The figures, available on the Bureau of Labor Statistics website, indicate work injuries involving transportation remained the most common cause of work-related deaths in Colorado in 2021. For the first time since 2016, violence and other injuries by person or animals were the second-most prevalent cause of work-related deaths. Some numbers below are not included in totals, because some data do not meet the BLS publication criteria.

Major findings of the Census include:

The 96 fatal occupational injuries in 2021 were 23.1 percent higher than the total of 78 recorded in 2020.

There were 84 deaths involving wage and salary workers in 2021, up from 63 in 2020. Self-employed worker fatalities decreased from 15 in 2020, to 12 in 2021.

Transportation incidents were the leading cause of fatalities but down from the prior year by 13.8 percent.
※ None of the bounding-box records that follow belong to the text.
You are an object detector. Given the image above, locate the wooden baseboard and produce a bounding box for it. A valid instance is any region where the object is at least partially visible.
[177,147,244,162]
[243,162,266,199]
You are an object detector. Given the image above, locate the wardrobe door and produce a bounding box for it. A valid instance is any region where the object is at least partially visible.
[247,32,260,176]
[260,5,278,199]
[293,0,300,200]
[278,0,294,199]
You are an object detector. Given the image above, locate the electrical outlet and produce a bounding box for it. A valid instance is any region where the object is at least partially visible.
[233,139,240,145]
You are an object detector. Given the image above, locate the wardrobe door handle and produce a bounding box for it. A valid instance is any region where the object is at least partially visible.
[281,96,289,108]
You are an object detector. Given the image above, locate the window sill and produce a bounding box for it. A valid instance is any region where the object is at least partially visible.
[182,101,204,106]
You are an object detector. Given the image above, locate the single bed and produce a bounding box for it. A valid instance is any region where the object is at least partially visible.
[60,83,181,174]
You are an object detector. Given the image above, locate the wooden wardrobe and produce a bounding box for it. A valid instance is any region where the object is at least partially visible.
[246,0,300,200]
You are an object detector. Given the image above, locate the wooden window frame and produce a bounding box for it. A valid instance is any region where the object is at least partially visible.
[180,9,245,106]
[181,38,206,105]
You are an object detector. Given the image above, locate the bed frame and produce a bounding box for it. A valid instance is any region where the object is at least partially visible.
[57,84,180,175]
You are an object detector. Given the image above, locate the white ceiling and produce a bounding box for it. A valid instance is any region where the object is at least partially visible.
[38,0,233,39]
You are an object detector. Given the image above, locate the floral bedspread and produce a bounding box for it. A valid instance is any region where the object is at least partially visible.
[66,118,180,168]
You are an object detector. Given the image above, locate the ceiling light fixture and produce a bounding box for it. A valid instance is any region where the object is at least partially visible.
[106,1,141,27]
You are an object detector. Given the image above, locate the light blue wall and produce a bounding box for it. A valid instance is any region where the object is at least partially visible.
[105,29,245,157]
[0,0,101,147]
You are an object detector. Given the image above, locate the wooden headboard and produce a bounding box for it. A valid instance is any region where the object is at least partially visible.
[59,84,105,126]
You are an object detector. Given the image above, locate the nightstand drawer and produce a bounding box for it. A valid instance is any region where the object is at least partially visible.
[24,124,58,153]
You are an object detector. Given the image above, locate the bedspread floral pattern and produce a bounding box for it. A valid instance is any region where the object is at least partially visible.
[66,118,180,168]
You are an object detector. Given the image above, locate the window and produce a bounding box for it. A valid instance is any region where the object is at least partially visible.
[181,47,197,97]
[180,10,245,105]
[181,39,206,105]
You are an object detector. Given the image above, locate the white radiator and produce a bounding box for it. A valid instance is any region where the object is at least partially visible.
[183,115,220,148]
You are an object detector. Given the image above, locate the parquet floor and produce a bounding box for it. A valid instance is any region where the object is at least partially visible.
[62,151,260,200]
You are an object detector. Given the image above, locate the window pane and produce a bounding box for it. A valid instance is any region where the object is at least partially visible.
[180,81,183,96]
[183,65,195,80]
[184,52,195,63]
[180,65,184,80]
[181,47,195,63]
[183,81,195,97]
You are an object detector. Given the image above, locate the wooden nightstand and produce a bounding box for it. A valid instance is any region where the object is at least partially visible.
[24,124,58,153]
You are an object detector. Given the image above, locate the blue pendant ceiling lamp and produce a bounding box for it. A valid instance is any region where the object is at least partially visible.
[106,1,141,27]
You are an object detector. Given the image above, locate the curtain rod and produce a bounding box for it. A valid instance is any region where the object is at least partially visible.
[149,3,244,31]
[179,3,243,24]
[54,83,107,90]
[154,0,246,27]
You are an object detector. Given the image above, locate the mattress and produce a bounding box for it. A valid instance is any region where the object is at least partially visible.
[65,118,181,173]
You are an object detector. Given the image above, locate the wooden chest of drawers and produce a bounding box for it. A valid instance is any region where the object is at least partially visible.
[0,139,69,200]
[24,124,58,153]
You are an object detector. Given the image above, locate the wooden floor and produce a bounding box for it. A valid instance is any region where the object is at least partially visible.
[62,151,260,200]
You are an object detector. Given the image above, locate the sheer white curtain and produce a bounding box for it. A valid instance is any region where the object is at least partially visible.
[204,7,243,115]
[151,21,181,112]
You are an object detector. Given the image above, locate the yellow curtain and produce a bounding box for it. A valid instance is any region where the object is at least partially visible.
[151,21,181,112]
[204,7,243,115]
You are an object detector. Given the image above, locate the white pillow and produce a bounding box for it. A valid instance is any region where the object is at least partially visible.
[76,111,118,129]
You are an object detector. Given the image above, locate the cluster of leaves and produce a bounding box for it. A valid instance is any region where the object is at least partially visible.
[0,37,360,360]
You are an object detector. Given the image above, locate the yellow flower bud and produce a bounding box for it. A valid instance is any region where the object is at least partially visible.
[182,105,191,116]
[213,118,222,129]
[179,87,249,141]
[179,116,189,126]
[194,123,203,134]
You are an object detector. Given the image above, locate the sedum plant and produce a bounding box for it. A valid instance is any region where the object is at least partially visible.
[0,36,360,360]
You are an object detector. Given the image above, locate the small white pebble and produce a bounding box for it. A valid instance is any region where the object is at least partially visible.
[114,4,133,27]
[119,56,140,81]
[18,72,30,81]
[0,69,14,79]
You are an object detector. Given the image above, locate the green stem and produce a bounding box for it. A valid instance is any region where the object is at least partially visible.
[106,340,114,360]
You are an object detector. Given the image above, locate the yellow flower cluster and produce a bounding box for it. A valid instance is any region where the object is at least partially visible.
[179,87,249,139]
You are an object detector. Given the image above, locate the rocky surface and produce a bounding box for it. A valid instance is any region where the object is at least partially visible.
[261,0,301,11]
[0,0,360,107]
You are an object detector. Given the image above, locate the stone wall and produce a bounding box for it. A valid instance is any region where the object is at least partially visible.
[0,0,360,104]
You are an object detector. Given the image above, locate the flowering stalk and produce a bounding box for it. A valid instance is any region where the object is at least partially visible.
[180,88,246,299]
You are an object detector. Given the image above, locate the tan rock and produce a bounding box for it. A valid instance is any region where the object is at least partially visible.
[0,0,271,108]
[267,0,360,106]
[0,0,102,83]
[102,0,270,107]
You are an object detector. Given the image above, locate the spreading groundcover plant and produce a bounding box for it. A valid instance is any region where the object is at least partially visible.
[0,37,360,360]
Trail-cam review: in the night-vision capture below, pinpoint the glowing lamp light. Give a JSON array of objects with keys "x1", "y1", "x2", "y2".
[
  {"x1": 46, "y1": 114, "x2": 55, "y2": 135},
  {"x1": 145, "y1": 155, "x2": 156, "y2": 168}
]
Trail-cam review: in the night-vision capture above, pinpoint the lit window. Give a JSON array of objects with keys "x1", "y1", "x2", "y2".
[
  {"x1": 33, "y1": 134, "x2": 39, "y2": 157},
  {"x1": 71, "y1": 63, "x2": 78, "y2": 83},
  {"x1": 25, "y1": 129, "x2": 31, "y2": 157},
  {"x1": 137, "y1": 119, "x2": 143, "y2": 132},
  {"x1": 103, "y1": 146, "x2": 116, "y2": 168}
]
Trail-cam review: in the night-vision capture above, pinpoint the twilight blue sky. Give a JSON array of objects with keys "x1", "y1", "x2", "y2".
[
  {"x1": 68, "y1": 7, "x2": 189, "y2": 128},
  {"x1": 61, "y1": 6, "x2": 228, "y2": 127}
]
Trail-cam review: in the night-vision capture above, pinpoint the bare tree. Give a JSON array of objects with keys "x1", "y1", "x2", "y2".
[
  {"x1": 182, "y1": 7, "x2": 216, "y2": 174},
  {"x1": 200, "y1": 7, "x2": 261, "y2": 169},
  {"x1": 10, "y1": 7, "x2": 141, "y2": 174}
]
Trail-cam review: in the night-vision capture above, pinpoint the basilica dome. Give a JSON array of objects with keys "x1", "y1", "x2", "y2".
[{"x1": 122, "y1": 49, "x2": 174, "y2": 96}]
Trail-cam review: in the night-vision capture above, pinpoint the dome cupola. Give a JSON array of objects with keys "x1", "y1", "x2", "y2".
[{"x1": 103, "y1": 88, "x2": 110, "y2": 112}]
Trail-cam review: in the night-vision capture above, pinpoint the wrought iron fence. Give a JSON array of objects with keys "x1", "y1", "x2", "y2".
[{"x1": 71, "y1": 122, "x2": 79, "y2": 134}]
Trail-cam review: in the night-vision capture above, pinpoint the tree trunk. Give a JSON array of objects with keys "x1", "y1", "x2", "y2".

Transportation incidents decreased from 29 to 25 in 2021 and continue to lead all fatality events for at least the last 10 years.

Violence and other injuries by person or animals were up 155.6 percent over 2020. In 2021, there were 23 incidents, and 2020 had 9 reported incidents.

Exposure to harmful substances or environments increased by 44.4 percent over 2020. In 2021, there were 13 incidents, and in 2020 there were 9. Within this category of exposure to harmful substances or environments is unintentional overdose from non-medical use of drugs.

Contacts with objects and equipment and falls, slips and trips accounted for 17 deaths each in 2021.

Worker Demographics

Men accounted for 81 (84.4 percent) of the fatal work injuries, while women accounted for 15 (15.6 percent).

Women worker fatalities in 2021 are up 150 percent from 2020. In 2021, there were 15 incidents, and in 2020 there were six.

White (non-Hispanic) workers accounted for 58 (60.4 percent) of the fatalities. Hispanic or Latino workers accounted for 30 (31.3 percent) of the fatalities. Black or African-American (non-Hispanic), American Indian or Alaska Native (non-Hispanic), Asian (non-Hispanic), and Native Hawaiian or Pacific Islander (non-Hispanic) data is suppressed and cannot be published.

Workers aged 25 to 34 saw an increase of 83.3 percent in fatalities from the year prior. In 2021, there were 22 incidents, and in 2020 there were 12.

Industry Profile:

Fatal injuries in Trade, transportation, and utilities (28) lead in total deaths by industry, followed by Construction (25).

Regarding exposure to harmful substances or environments, the private industry saw fatalities increase from 9 to 12, an increase of 33.3 percent.

Occupation Profile:

Transportation incidents continue to be the leading cause of fatalities in the Transportation and material moving occupation.

Falls, slips and trips are the leading cause of fatalities in Construction and extraction occupation.